# Automatic Reward Shaping from Confounded Offline Data
This notebook is based on our ICML 25 [paper](https://openreview.net/forum?id=Hu7hUjEMiW&referrer=%5BAuthor%20Console%5D(%2Fgroup%3Fid%3DICML.cc%2F2025%2FConference%2FAuthors%23your-submissions)).
Also see the Techical Report version [here](https://causalai.net/r123.pdf).

The task is to learn a potential function automatically from offline data to be used in Potential Based Reward Shaping (PBRS). The new reward function after reward shaping is defined to be,
$$
Y' = Y + \gamma\phi(s') - \phi(s)
$$
where $Y$ is the original reward signal and $Y'$ is the one after shaping. $\phi(\cdot)$ is the potential function we aim to learn automatically from offline datasets.

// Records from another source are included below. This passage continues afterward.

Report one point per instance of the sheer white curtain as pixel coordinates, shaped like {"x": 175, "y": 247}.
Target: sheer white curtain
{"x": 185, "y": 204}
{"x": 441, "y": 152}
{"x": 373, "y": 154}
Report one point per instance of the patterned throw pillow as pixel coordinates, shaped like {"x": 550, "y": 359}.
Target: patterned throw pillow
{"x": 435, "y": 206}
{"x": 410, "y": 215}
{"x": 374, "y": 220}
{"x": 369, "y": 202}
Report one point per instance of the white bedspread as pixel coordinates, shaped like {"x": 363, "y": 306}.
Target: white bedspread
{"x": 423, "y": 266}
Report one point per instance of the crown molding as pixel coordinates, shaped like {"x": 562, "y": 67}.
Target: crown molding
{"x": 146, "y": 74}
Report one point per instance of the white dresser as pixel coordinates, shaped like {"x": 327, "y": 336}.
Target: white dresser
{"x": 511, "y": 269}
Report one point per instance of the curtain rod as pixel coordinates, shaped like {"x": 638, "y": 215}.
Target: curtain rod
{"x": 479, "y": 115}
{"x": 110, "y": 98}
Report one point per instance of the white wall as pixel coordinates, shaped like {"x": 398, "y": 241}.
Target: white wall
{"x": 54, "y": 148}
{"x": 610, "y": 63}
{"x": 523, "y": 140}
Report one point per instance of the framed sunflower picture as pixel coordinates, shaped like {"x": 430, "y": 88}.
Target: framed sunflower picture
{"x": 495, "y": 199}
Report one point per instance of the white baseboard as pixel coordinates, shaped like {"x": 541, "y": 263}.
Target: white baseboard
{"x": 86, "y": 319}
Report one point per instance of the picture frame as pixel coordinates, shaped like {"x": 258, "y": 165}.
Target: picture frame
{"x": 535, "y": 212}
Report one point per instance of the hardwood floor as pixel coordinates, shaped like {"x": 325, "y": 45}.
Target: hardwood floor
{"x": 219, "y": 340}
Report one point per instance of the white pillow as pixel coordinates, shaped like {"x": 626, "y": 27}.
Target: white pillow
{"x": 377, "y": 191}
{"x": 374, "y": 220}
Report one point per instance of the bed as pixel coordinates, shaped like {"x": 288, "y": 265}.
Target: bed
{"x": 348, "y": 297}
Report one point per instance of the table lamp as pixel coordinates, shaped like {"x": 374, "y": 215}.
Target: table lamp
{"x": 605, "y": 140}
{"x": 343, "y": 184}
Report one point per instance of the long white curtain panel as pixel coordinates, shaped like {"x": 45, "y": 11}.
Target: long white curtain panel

Intuitively, one can use the optimal state values as the potential function. And if the provided offline dataset is generated by a good enough policy, one can directly take the average cumulative return as the state value estimations. However, when the offline dataset is confounded or the data generating policy is sub-optimal, such naive estimations are highly biased and could mislead the policy training. See example 1&2 in the paper for more details.

In this work, we use causal bounds to estimate an upper bound on the optimal interventional
state values. Then, we take the estimated upper value bound as the potential function to train our online policy learner, Q-UCB.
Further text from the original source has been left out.